Ukraine’s counteroffensive may have broken Russia’s siege of the strategic city of Kharkiv, in northeast Ukraine.
If true – and if Ukrainian troops can maintain their momentum – then this could outflank and threaten the main Russian offensive in the south. While premature to claim that this is a turning point in the war, it would force the Russian high command to divert forces northwards, and to juggle fighting on multiple fronts.
“The Ukrainian counteroffensive north of Kharkiv City has forced Russian troops onto the defensive and has successfully alleviated artillery pressure on Kharkiv City,” according to the Institute for the Study of War, a Washington-based thinktank that closely monitors the war.

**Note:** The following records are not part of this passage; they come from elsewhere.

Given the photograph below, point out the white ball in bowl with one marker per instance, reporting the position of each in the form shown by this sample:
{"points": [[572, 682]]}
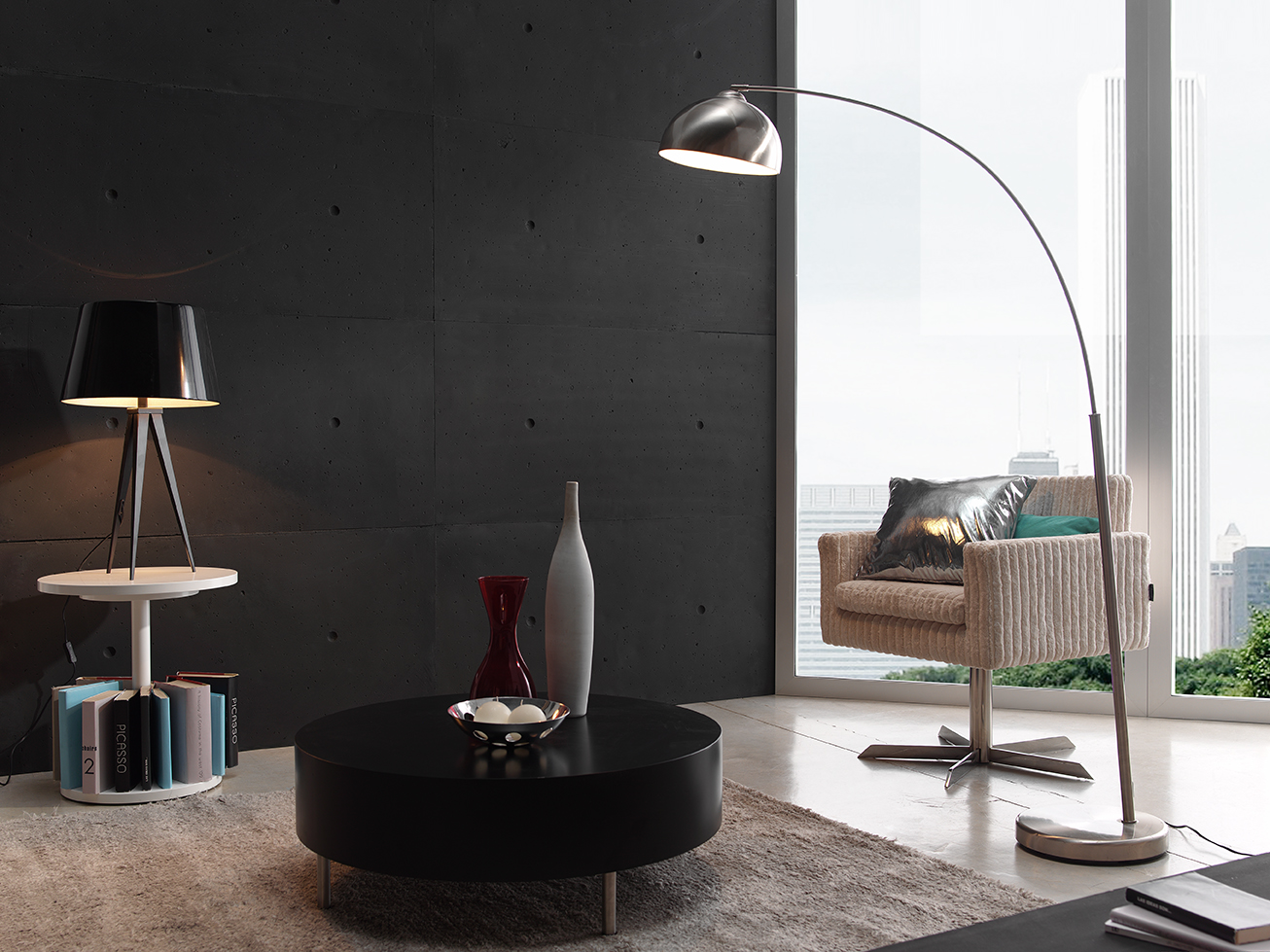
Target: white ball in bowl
{"points": [[526, 714], [493, 712]]}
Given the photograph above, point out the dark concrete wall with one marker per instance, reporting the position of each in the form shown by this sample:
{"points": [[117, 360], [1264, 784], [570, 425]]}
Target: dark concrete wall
{"points": [[444, 271]]}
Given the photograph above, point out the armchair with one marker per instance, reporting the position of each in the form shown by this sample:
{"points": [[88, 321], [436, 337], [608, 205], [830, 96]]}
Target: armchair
{"points": [[1022, 601]]}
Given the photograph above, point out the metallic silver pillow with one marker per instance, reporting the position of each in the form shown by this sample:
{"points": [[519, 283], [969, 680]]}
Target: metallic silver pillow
{"points": [[928, 523]]}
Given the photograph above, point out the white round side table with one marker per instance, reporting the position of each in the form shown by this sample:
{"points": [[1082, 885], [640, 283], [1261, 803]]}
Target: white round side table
{"points": [[150, 584]]}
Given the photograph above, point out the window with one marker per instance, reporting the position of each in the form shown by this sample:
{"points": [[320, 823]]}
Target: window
{"points": [[931, 334]]}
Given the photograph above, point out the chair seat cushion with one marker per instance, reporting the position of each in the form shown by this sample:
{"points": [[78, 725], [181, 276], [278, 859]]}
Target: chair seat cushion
{"points": [[914, 601]]}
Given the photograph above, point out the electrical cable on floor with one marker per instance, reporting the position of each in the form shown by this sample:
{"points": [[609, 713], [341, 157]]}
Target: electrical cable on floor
{"points": [[49, 697], [1220, 846]]}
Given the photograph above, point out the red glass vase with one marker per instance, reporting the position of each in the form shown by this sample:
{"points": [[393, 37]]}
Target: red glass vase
{"points": [[503, 672]]}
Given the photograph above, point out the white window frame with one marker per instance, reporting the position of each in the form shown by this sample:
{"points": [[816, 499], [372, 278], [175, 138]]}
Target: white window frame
{"points": [[1148, 406]]}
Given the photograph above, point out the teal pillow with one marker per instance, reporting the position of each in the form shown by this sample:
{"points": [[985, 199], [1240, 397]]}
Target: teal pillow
{"points": [[1036, 526]]}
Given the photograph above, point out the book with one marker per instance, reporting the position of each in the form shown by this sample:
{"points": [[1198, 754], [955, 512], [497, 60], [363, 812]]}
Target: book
{"points": [[54, 736], [227, 685], [191, 730], [141, 748], [217, 734], [70, 728], [160, 738], [95, 739], [1162, 927], [1132, 932], [121, 741], [1206, 904]]}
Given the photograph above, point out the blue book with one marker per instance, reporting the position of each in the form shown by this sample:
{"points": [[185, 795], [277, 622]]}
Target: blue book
{"points": [[70, 724], [217, 734], [160, 738]]}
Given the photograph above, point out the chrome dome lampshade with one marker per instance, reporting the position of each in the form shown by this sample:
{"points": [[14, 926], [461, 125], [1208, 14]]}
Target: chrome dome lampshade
{"points": [[724, 133]]}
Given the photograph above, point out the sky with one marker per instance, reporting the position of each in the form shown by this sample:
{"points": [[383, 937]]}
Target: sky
{"points": [[934, 339]]}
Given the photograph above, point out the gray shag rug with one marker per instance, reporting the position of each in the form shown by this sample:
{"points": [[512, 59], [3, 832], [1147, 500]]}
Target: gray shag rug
{"points": [[227, 872]]}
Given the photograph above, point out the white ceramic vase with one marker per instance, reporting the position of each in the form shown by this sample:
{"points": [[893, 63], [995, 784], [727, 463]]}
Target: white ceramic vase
{"points": [[571, 614]]}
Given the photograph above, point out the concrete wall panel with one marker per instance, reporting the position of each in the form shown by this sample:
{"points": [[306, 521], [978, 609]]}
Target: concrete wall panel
{"points": [[602, 69], [652, 425], [671, 620], [263, 206], [376, 54], [554, 228]]}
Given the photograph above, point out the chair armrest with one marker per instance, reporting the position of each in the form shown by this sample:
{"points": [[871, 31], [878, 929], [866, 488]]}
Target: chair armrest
{"points": [[841, 553], [1041, 599]]}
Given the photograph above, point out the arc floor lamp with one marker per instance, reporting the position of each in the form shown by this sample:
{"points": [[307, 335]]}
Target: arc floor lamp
{"points": [[729, 133]]}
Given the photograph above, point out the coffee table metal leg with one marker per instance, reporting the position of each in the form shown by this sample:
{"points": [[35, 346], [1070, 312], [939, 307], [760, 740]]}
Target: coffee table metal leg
{"points": [[610, 902], [324, 882]]}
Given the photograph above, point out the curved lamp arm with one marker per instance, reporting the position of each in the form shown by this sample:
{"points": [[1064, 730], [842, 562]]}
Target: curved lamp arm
{"points": [[727, 133], [976, 160]]}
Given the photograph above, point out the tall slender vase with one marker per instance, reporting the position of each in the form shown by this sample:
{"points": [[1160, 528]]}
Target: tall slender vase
{"points": [[571, 614], [503, 672]]}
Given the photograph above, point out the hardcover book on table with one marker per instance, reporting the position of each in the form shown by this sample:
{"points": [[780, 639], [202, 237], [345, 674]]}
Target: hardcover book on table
{"points": [[70, 728], [1132, 919], [191, 730], [96, 734], [223, 683], [121, 743], [1206, 904], [160, 738], [141, 748]]}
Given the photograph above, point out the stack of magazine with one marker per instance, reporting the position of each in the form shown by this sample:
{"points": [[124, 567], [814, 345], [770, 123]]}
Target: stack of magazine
{"points": [[1196, 913]]}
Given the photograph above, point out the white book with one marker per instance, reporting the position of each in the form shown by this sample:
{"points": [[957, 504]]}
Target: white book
{"points": [[1191, 938], [96, 743], [191, 730]]}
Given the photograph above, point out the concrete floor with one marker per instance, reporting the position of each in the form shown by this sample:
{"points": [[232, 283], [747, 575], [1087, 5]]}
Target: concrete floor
{"points": [[1211, 776]]}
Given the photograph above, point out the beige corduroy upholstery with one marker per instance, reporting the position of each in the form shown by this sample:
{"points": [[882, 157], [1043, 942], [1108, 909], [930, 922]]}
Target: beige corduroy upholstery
{"points": [[1024, 601]]}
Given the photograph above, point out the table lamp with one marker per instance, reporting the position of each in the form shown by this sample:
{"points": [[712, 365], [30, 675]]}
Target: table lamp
{"points": [[142, 356], [729, 133]]}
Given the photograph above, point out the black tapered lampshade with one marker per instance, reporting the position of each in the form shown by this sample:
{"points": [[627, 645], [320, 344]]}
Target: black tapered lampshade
{"points": [[141, 353]]}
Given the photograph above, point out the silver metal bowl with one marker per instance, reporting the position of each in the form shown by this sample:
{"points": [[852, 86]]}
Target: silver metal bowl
{"points": [[507, 735]]}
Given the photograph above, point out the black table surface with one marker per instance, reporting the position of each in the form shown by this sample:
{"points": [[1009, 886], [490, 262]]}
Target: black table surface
{"points": [[417, 738], [399, 787], [1075, 926]]}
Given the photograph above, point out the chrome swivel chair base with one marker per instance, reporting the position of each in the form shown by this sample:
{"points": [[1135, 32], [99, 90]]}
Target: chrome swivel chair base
{"points": [[978, 748]]}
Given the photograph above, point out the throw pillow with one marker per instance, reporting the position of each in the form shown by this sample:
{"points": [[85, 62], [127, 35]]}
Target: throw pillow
{"points": [[1037, 526], [928, 524]]}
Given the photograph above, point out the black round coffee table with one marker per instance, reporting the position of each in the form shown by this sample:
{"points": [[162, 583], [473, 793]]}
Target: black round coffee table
{"points": [[399, 789]]}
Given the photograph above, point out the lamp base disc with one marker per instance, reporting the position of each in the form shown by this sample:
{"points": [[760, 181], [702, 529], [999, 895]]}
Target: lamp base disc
{"points": [[1095, 840]]}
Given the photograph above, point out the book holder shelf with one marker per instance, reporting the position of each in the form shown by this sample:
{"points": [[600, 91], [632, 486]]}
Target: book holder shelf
{"points": [[149, 585]]}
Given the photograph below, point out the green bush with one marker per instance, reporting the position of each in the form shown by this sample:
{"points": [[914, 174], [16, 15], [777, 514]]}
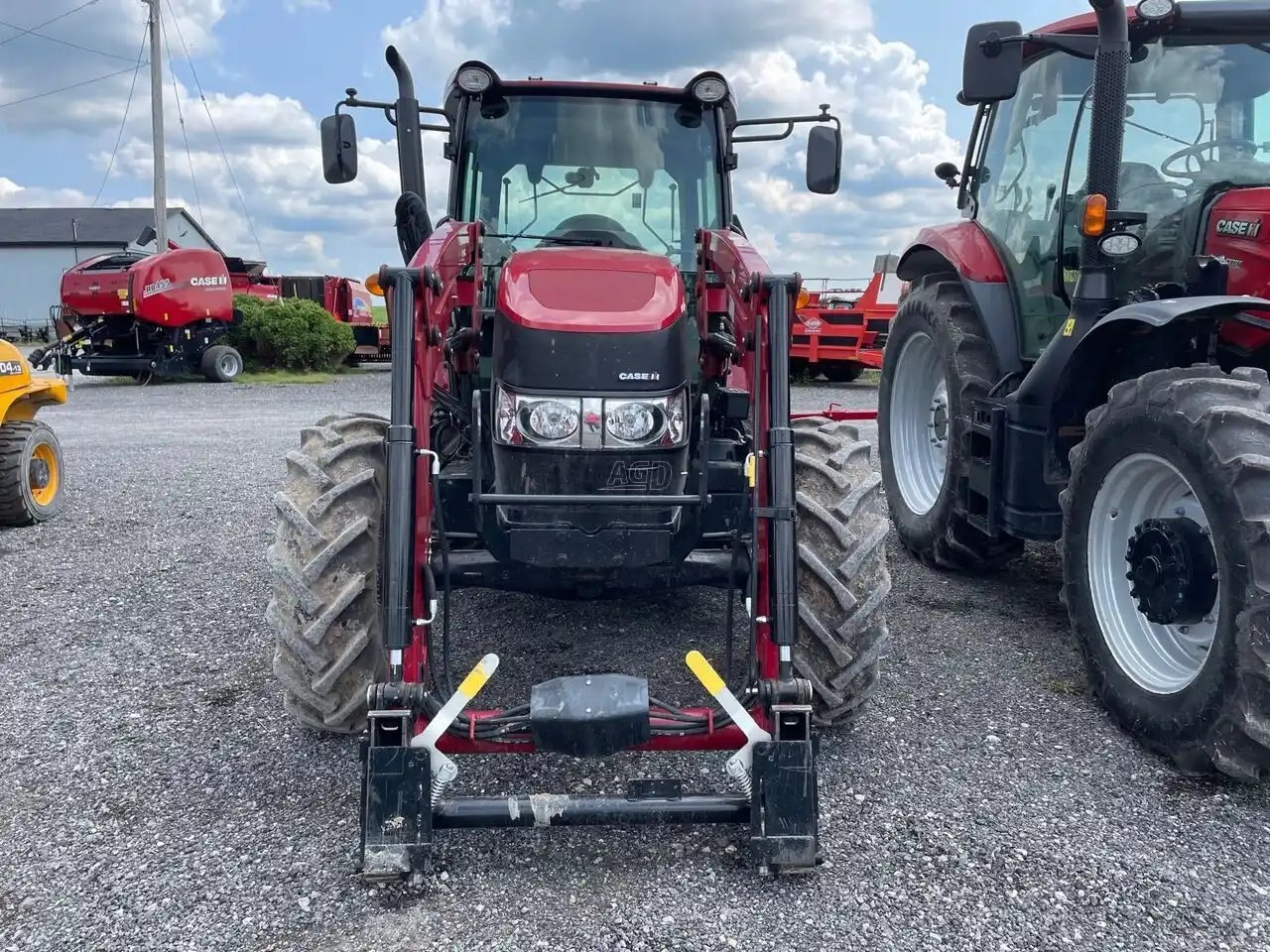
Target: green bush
{"points": [[290, 334]]}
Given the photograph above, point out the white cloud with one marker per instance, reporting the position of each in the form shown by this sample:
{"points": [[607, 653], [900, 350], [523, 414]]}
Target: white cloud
{"points": [[781, 59]]}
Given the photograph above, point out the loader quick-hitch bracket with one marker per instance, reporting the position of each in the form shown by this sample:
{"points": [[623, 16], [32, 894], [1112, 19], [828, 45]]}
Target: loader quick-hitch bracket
{"points": [[405, 778], [399, 811]]}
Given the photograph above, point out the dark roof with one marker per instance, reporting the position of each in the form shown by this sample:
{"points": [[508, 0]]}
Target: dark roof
{"points": [[85, 226]]}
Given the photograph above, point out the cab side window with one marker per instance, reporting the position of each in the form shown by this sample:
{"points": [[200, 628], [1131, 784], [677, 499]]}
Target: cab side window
{"points": [[1021, 188]]}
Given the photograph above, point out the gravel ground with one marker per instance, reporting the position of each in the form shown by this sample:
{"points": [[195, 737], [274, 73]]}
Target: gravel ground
{"points": [[153, 797]]}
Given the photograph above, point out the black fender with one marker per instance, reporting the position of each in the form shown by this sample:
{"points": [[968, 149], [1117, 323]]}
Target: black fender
{"points": [[993, 299], [1101, 359], [1159, 313]]}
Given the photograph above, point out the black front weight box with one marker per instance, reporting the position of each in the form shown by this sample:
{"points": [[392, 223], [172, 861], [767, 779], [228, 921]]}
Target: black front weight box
{"points": [[589, 715]]}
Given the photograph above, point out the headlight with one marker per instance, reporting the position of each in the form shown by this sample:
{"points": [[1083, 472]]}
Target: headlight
{"points": [[710, 89], [506, 417], [549, 419], [626, 421], [630, 421], [474, 79], [677, 417], [1119, 244]]}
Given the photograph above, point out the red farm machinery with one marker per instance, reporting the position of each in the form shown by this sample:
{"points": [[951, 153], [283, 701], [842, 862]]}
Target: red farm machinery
{"points": [[841, 331], [589, 397], [1082, 359], [347, 299], [145, 316]]}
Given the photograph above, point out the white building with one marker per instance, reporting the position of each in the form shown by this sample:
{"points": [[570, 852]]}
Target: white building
{"points": [[37, 245]]}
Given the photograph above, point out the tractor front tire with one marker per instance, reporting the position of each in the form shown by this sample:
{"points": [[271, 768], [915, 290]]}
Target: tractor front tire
{"points": [[220, 363], [1170, 486], [938, 361], [31, 474], [842, 572], [324, 561]]}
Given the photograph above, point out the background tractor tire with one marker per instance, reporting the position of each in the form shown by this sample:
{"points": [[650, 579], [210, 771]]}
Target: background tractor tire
{"points": [[938, 308], [220, 363], [31, 474], [1210, 430], [842, 572], [324, 561]]}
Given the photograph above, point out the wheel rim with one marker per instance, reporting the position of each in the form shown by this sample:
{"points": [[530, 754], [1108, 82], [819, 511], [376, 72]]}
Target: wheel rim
{"points": [[920, 422], [1141, 490], [42, 475]]}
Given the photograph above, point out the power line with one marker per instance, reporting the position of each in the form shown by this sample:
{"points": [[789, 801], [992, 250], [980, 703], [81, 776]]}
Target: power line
{"points": [[64, 42], [59, 17], [73, 85], [181, 117], [127, 105], [214, 131]]}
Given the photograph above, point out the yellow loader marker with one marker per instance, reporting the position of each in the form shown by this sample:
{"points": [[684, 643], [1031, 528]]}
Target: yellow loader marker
{"points": [[739, 765], [444, 769]]}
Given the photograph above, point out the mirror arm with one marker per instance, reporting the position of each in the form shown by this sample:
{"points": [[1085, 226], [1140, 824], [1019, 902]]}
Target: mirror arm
{"points": [[389, 112], [1080, 45], [790, 121]]}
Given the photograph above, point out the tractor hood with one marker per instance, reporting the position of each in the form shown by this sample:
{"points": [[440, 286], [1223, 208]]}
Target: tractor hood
{"points": [[590, 290]]}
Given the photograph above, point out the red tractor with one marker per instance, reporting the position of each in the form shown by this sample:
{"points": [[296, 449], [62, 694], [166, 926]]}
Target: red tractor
{"points": [[589, 397], [842, 333], [145, 316], [1065, 368]]}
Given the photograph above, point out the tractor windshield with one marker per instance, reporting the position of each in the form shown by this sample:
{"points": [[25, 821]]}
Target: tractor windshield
{"points": [[624, 173]]}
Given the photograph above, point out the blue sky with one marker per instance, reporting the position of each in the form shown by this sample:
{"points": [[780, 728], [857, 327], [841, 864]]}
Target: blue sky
{"points": [[271, 68]]}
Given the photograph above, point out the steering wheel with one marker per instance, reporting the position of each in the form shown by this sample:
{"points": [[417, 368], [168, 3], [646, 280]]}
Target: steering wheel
{"points": [[594, 227], [1198, 153]]}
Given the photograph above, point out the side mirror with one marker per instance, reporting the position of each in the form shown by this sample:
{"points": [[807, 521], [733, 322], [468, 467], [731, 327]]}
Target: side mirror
{"points": [[991, 68], [339, 149], [824, 160], [948, 173]]}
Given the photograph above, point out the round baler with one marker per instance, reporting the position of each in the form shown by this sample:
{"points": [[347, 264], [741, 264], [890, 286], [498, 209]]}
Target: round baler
{"points": [[146, 317]]}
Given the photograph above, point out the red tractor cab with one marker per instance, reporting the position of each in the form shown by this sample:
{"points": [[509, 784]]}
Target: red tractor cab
{"points": [[1082, 357]]}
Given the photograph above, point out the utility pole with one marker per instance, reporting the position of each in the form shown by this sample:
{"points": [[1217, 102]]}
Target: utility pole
{"points": [[157, 118]]}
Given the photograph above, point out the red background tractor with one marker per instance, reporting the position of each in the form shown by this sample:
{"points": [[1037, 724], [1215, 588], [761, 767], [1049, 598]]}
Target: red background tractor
{"points": [[1082, 358]]}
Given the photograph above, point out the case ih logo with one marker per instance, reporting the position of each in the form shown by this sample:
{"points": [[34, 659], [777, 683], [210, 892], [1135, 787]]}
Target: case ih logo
{"points": [[162, 285], [1238, 227], [648, 475]]}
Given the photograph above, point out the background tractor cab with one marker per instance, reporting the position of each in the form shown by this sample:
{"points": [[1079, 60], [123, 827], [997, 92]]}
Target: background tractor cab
{"points": [[1072, 359], [1197, 164]]}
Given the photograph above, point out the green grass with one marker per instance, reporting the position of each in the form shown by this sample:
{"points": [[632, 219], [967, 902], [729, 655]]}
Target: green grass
{"points": [[285, 377]]}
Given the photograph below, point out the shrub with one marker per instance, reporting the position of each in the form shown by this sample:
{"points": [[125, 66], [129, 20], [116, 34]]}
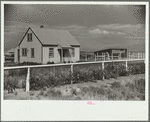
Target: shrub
{"points": [[10, 83], [115, 85], [50, 62], [54, 93], [41, 92]]}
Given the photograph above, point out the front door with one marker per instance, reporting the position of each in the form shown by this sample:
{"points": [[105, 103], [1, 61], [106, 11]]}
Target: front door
{"points": [[60, 54], [18, 55]]}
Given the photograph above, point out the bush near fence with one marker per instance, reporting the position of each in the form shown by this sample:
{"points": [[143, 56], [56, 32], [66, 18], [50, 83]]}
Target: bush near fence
{"points": [[61, 75]]}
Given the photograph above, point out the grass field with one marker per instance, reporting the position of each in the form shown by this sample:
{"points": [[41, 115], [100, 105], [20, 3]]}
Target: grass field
{"points": [[122, 88]]}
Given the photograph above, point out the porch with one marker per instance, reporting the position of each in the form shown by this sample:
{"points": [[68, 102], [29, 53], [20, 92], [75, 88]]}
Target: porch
{"points": [[66, 54]]}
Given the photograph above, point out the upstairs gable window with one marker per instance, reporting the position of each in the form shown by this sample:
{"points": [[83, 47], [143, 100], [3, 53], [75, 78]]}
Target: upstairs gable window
{"points": [[32, 52], [51, 52], [29, 36]]}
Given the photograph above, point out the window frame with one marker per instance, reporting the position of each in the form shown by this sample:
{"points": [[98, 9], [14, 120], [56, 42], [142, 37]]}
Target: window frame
{"points": [[32, 56], [73, 52], [24, 51], [29, 37], [51, 52]]}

“The Ukrainian counteroffensive north of Kharkiv City has forced Russian troops onto the defensive and necessitated reinforcement and replenishment efforts intended to prevent further Ukrainian advances towards the Russian border,” ISW said. Analysts pointed to an announcement by local Kharkiv officials that “artillery pressure against the northeastern suburbs of Kharkiv City has been alleviated, indicating Ukrainian forces have successfully driven Russian forces largely out of artillery range of Kharkiv City.”
The Ukrainian Army has been counterattacking around Kharkiv for about two weeks. On May 9, Pentagon officials said that Russian troops had been pushed back almost 45 kilometers (28 miles) to the east of the city.
Much of the information reaching Western audiences is based on Ukrainian government announcements as well as social media posts. Nonetheless, Ukraine’s success is a remarkable change from the early days of the war. When Russia launched a massive invasion on February 24, Kharkiv – Ukraine’s second-largest city – was expected to quickly fall, along with the capital city of Kyiv. But unexpectedly fierce Ukrainian resistance, along with poor Russian tactics and abysmal logistics, bogged down the Russian offensive.
Russia shifted its main offensive from the north to the south, aiming to seize all of the Donbas region, as well key ports on the Black Sea, such as Kherson and Mariupol. But Russian troops remained within artillery range of Kharkiv, frequently shelling the city and hitting civilian targets.
Did Russia give up its plans to give up Kharkiv? On May 4, a senior Pentagon official suggested that the city was still a Russian objective.
“We still think that the Russians want Kharkiv,” the official said. “I mean, they haven’t exactly left it alone either. If you just look at a map, you can see it’s a big industrial city and it’s right at the northwestern sort of lip of what we consider the Donbas area.”
Perhaps more important, Kharkiv is just 26 miles from the Russian border. Invading Russia – which has the world’s largest nuclear arsenal – would be a risky gambit for Ukraine, and one that would not be approved by the U.S. and NATO. But Ukrainian boots on Russian soil would be the ultimate embarrassment for the Kremlin, which isn’t ignoring the possibility.
“Russian forces moved to the defensive in order to prevent further advances north to the Russian border by the ongoing Ukrainian counteroffensive around Kharkiv City,” ISW reported on May 11. Russian troops are reportedly massing near the Russian city of Belgorod, near the Ukrainian border.
Interestingly, pro-Russian news site Readkova reported that Ukrainian forces had reached within 10 kilometers (6 miles) of the Russian border. ISW also noted that the Ukrainian General Staff bulletins didn’t mention Russia’s 1st Guards Tank Army, which is among Russia’s best-equipped formations and which has played a major role in the war. “If confirmed, this may indicate that elements of the 1st Guards Tank Army withdrew to Belgorod to reconstitute and refit following losses sustained around Kharkiv City,” ISW said.
What went wrong with Russia’s plan to capture Kharkiv? Perhaps Napoleon said it best 200 years ago: “The art of war consists in being always able, even with an inferior army, to have stronger forces than the enemy at the point of attack or the point which is attacked.” Great commanders like Napoleon were masters of massing their armies at a selected point in the enemy lines, thinning their forces in other sectors in order to concentrate at the decisive spot.
Russia may have concentrated its forces in the south at the expense of the north. Moscow may not have had a choice. Its 200,000-strong invasion force sounds impressive, until you realize that it was actually too small to be tasked with occupying Ukraine, which is the size of France and could muster half a million active and reserve soldiers.
Had Russia’s southern offensive quickly succeeded, this would have freed up Russian reserves, and perhaps weakened the counteroffensive against Kharkiv as Ukraine scrambled to redeploy. But Russia’s southern trust bogged down, and now Russia has to decide between advancing south or shifting troops north to contain the Ukrainian counterthrust.